A number of things were lost in translation during this visit to a land where the band had previously sold just 250 records. "I was complimented on my 'Roman' voice", says Marnie. "I suppose the world looks different to China, so I politely suggested to them that I thought it had a Scottish lilt".

During the official welcome, Ladytron's Liverpool base was utilised by their hosts to bizarre effect, through a pub-singer rendition of "Yesterday" and a film depicting run-down streets in the city. Hunt, though, takes positives from the trip. "We were there as an apology for Wham!, the first Western pop combo to play China", he jokes.

The four met on Merseyside, where Marnie did a music degree. She was a "typical pop kid" in her youth. "I was in a group before, but the boys made me sing indie covers", she says. The rest of Ladytron were DJing in clubs when she met them. "I wasn't, I was dancing in clubs, but I guess all of us were looking for something that wasn't happening at that time".

Completing the line-up is Aroyo, the joker in the pack, who talks about their shared sense of humour as being like a "donkey-powered comedy train". The much-travelled Ladytron recently played her homeland, and Hunt admits his expectations of Bulgaria were of a "big grey cloud". "Instead", says Wu, "there were red Ferraris everywhere".

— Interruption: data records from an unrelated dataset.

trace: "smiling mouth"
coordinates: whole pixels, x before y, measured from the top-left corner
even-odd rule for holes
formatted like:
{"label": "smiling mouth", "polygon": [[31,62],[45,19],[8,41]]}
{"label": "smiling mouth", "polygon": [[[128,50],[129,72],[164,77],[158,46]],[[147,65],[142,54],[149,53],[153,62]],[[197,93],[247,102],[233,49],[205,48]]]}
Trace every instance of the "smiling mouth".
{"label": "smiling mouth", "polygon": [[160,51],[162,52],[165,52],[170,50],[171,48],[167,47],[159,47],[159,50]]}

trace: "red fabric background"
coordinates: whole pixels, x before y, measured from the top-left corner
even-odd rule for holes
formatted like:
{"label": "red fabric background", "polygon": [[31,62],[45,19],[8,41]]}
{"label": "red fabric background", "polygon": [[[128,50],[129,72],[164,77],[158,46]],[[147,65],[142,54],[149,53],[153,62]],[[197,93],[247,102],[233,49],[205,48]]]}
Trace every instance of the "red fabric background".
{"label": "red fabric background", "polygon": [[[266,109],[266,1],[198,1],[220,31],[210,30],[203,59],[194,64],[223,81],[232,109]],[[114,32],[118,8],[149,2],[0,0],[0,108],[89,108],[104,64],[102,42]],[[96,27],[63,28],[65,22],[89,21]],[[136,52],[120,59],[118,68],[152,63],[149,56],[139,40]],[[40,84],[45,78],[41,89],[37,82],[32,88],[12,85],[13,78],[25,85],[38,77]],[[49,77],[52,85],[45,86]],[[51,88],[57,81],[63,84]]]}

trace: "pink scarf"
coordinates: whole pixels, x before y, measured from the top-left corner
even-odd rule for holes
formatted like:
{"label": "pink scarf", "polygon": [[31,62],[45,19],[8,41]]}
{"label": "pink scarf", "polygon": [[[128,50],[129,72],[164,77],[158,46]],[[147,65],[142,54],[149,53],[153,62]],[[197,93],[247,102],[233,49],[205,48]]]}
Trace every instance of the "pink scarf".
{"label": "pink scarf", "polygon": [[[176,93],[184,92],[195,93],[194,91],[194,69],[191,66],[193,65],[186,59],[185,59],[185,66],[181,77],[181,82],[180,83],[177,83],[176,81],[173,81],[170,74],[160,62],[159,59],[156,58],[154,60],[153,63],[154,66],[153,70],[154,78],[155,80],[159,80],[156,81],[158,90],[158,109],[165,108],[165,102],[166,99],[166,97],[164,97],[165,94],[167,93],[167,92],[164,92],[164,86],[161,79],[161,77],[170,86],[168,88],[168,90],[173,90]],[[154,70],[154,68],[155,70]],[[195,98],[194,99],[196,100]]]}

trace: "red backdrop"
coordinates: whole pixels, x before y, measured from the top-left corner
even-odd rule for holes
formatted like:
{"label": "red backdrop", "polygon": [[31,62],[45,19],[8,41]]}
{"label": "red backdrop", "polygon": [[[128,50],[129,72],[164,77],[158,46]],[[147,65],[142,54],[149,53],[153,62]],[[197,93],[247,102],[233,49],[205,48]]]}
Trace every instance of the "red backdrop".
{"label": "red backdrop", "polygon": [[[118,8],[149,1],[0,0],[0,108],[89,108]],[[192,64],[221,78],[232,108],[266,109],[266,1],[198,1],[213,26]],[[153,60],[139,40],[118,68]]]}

Nothing is what it seems these days, not even Ladytron. The new album is called Witching Hour, and while synthesizers are still very much to the fore, it has got more of a proper band sound, with real bass and actual drums. Aroyo suspects they're turning into "rock pigs".

They might wonder what life will be like in the 23rd century, but no more than anyone else does. "We don't want to be defined by it", says Hunt, who is probably only half-joking when he reveals that a new band rule forbids them to be photographed in front of buildings such as power stations chosen to illustrate future foreboding.

In the early days, according to Aroyo, people meeting Ladytron for the first time were disappointed to discover they weren't humanoids. Now - before our food is consumed in pill form, and music through a chip storing our record collections inserted in the brain - they would love a hit.